Hadoop is inspired by a system invented at Google to create inverted index for its search product. Jeffrey
Dean and Sanjay Ghemawat published papers in 2004 describing the system that they created for Google.
The first one, titled “MapReduce: Simplified Data Processing on Large Clusters” is available at research.
google.com/archive/mapreduce.html. The second one, titled “The Google File System” is available at
research.google.com/archive/gfs.html. Inspired by these papers, Doug Cutting and Mike Cafarella
developed an open source implementation, which later became Hadoop.
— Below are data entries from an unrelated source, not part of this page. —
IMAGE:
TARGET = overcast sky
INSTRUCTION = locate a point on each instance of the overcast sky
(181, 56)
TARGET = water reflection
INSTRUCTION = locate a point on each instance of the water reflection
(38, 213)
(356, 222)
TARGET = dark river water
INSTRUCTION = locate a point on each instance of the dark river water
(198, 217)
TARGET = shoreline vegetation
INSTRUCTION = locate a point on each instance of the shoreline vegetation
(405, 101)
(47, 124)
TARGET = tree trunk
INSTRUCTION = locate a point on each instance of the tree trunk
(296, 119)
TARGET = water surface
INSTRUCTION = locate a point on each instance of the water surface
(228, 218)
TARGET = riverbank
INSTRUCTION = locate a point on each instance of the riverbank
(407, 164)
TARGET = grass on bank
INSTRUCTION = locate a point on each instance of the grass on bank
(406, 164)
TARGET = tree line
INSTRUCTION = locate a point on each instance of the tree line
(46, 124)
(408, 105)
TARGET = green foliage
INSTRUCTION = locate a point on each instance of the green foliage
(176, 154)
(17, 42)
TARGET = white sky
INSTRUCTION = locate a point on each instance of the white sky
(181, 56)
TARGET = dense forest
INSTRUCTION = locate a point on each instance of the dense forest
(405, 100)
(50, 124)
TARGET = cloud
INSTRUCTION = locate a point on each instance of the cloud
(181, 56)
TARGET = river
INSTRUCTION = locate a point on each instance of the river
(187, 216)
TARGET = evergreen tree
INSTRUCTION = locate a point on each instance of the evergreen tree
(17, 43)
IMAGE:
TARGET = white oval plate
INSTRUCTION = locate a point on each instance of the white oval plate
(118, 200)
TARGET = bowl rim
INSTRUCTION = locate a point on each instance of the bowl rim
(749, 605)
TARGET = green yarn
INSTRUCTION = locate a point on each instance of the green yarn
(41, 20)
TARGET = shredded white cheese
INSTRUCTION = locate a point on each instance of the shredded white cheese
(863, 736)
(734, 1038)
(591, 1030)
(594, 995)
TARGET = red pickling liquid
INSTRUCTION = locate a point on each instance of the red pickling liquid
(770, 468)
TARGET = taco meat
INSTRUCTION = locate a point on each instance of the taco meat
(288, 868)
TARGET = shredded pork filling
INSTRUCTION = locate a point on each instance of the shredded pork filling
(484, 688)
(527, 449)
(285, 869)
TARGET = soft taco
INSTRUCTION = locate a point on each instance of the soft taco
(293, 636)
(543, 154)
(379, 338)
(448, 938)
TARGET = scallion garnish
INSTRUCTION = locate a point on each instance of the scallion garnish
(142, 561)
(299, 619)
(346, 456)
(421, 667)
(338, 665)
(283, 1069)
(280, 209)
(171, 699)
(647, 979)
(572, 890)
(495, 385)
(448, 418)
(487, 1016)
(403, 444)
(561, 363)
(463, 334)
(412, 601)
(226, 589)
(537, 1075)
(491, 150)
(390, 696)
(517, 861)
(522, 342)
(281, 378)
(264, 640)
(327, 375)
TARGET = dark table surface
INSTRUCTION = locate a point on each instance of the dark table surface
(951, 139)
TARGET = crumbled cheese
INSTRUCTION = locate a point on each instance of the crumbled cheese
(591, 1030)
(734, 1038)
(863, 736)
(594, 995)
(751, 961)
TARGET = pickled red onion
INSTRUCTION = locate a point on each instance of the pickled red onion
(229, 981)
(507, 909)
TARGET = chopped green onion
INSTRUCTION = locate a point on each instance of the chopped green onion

Many organizations have replaced expensive proprietary commercial products with Hadoop for
processing large datasets. One reason is cost. Hadoop is open source and runs on a cluster of commodity
hardware. You can scale it easily by adding cheap servers. High availability and fault tolerance are provided
by Hadoop, so you don’t need to buy expensive hardware. Second, it is better suited for certain types of data
processing tasks, such as batch processing and ETL (extract transform load) of large-scale data.
Hadoop is built on a few important ideas. First, it is cheaper to use a cluster of commodity servers for
both storing and processing large amounts of data than using high-end powerful servers. In other words,
Hadoop uses scale-out architecture instead of scale-up architecture.